Brady Arview jumps back in the discussion. “Additionally exciting for 2010 is the all-new NAP Apache Arrow Rest,” adds Brady. “The new Apache is a total-containment, drop-away arrow rest that’s tough as nails, reliable as the sunrise and is conveniently adjustable without tools. Maybe best of all, the new NAP Apache is surprisingly affordable. The NAP Apache Arrow Rest offers everything that discriminating bowhunters want today, plus a best-selling price.

“One of the things that continues to amaze and please almost everyone is the growing popularity of NAP’s innovative QuikFletch System. NAP QuikFletch looks classier with its integrated shaft wrap and shoots better with its pre-positioned NAP vanes. It also installs on arrows in just a fraction of the time required for messy, conventional fletching. Individual archers love NAP QuikFletch and savvy dealers are learning that QuikFletch saves them hundreds of hours of fletching time each year while providing arrows that look, shoot and sell better.

“New in NAP QuikFletch for 2010 are Pro Series versions. Choose from Michael Waddell Bone Collector QuikFletch, Lee and Tiffany The Crush QuikFletch or Ralph and Vicki Archer’s Choice QuikFletch.”

For Andy Simo and New Archery Products it has been quite a ride, and continues to be. 

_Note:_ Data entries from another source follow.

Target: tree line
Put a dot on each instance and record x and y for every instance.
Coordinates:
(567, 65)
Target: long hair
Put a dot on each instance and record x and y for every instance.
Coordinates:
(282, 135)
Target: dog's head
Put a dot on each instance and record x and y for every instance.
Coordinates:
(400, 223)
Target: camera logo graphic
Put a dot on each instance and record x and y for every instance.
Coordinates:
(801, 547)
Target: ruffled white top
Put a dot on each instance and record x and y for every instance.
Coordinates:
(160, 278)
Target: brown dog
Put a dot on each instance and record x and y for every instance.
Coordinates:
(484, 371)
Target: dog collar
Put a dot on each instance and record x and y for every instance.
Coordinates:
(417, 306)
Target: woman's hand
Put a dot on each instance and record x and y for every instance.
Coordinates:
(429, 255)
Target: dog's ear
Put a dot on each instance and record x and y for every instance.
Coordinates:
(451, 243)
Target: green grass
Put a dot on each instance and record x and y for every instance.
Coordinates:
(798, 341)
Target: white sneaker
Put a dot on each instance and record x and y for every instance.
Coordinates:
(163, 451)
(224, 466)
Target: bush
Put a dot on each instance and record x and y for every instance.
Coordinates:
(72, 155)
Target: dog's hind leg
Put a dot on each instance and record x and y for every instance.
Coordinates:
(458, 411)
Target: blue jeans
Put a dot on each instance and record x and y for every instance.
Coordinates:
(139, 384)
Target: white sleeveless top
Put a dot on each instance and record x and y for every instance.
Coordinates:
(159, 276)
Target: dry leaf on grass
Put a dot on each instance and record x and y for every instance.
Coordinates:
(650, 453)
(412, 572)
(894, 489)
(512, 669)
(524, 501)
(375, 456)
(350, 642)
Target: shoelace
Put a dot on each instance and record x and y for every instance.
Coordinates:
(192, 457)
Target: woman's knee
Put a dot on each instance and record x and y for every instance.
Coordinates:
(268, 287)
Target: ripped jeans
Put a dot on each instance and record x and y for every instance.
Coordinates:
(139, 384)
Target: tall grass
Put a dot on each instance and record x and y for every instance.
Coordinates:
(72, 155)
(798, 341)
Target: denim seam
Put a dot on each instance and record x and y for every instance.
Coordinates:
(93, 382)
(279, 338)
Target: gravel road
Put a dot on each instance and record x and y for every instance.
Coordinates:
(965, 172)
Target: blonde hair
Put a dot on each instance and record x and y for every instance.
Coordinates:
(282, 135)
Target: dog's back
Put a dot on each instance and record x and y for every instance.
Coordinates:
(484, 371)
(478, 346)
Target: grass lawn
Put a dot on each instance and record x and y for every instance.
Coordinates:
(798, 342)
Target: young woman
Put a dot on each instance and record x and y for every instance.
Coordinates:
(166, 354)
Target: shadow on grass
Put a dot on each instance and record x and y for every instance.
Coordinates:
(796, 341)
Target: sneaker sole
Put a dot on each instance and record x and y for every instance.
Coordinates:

Founded 39 years ago in an arrow-filled basement in Georgia by an aerospace engineer who worked on the Saturn V moon rocket but was also an over-the-top archer, New Archery Products rose to the top of the archery world. It set new standards for broadhead, arrow rest and fletching quality.

Today, New Archery Products is re-inventing itself, striking out into a new age of archery with a new attitude and renewed enthusiasm along with sharper, edgier marketing and exciting new products.

While not always easy to see coming, change is inevitable. It impacts all of us. In business it can cause sales to go up or down. NAP has seen change do both. But today, the company is on the forefront of change. Today NAP is creating change and producing progress.